Ein anderes Anzeichen dieser Entwicklung liefert der Architectural Digest. Die Wandlung der Zeitschrift für den gehobenen Wohnkomfort in eine klandestine, gleichwohl einflussreiche Kunstzeitschrift verdankt sich nicht zuletzt ihren Sammlerreportagen. Inmitten der glatten Interieurs, deren Eiseskälte noch immer der Moderne geschuldet ist, und inmitten der barocken Pracht einer aus allen Zeiten und Stilen zusammengesuchten Üppigkeit, die einem die Luft zum Atmen raubt, gibt die Gegenwartskunst den Sammlerwohnungen einen überraschend lebendigen und erfreulich frischen Appeal. Zeichnet die Sammler womöglich unbefangene Neugierde und intellektuelle Behändigkeit aus? Zeigt ihr Wille zur Distinktion inmitten des sonst ausgestellten faden Reichtums nicht geradezu Biss?

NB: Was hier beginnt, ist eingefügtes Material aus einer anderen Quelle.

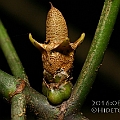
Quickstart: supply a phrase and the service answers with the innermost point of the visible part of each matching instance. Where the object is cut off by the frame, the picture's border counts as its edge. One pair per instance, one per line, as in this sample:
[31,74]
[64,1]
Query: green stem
[17,70]
[37,102]
[7,84]
[95,55]
[18,107]
[7,88]
[10,54]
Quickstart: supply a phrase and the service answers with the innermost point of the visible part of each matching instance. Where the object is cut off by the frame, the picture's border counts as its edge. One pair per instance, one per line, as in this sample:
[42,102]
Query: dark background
[20,17]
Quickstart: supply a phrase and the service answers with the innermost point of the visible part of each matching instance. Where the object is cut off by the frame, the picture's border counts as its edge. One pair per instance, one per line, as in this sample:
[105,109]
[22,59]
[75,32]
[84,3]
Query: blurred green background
[21,17]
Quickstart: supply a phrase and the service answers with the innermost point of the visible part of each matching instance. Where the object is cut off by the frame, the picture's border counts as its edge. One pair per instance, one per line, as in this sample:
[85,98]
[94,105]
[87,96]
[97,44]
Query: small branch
[37,102]
[7,84]
[10,54]
[18,107]
[7,88]
[95,55]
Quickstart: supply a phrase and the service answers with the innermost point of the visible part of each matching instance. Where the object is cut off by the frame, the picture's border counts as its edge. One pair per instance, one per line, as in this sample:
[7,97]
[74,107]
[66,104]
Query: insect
[57,57]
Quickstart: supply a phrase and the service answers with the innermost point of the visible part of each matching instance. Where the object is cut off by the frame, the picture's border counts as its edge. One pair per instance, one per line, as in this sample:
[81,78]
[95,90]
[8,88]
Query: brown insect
[57,51]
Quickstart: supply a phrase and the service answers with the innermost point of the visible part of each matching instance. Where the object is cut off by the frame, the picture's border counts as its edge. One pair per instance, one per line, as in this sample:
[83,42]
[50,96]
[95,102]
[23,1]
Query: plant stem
[17,70]
[10,54]
[18,104]
[7,84]
[18,107]
[95,55]
[37,102]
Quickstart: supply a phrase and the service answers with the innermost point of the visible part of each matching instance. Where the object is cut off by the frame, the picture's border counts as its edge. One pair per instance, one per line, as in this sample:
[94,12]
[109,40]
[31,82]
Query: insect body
[57,57]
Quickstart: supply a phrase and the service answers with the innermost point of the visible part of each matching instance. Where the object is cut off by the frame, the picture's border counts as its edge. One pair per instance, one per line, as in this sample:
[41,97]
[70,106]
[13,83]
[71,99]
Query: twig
[95,55]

Auch Wilhelm Schürmann hat mit dem Bild über dem Sofa angefangen. Das Haus war gebaut – und dann stellte sich heraus: Die Wand im Wohnzimmer war frei. „Und da hängt man Kunst hin. Und Kunst hieß Bild“, sagt Schürmann im Gespräch mit dem Galeristen Christian Nagel anlässlich der Ausstellung „temporary translation(s)“ in den Hamburger Deichtorhallen, wo Schürmann 1994 seine Sammlung ausstellte. Das Gespräch ist in Schürmanns Beitrag zur Statement-Reihe des Regensburger Verlags Lindinger + Schmidt wieder abgedruckt. Die Selbstauskünfte der Sammler gelten hier freilich dem schwierigeren Part des Hypes. Es geht um Ideen, die das Horten der Kunstschätze leiten.

Schürmann etwa hält nichts von einer gültigen Präsentation, und er misstraut dem Einzelwerk. Der Fotogalerist der ersten Stunde – in den 70er-Jahren war er auch als strenger, aber einfallsreicher Fotodokumentarist deutscher und belgischer Wohn- und Gewerbegebiete bekannt – ist nun seit langem schon Hochschullehrer in Aachen. Er sieht sich, wie er sagt, „als Chefredakteur“ seiner Sammlung, die er immer wieder umschreibt, kürzt, ergänzt, redigiert und neu editiert. Die Arbeiten – Installationen, Gemälde, Plastiken, Fotos, Plakate, selbst Gadgets des medialen Merchandising – werden umgestellt, Plätze und Positionen getauscht. Nur in ihrem (immer wieder anderen) Kontext erschließen sich die Werke und finden zur (immer wieder neuen) Sammlung zusammen, die stets von einer erzählerischen Idee unterfüttert ist, die gern als assoziationsreiche Headline daherkommt. Schürmann verfügt, wie sein „Sammlerlatein – Aus der Welt der Bilder“ zeigt, auch über eine „Titelsammlung“.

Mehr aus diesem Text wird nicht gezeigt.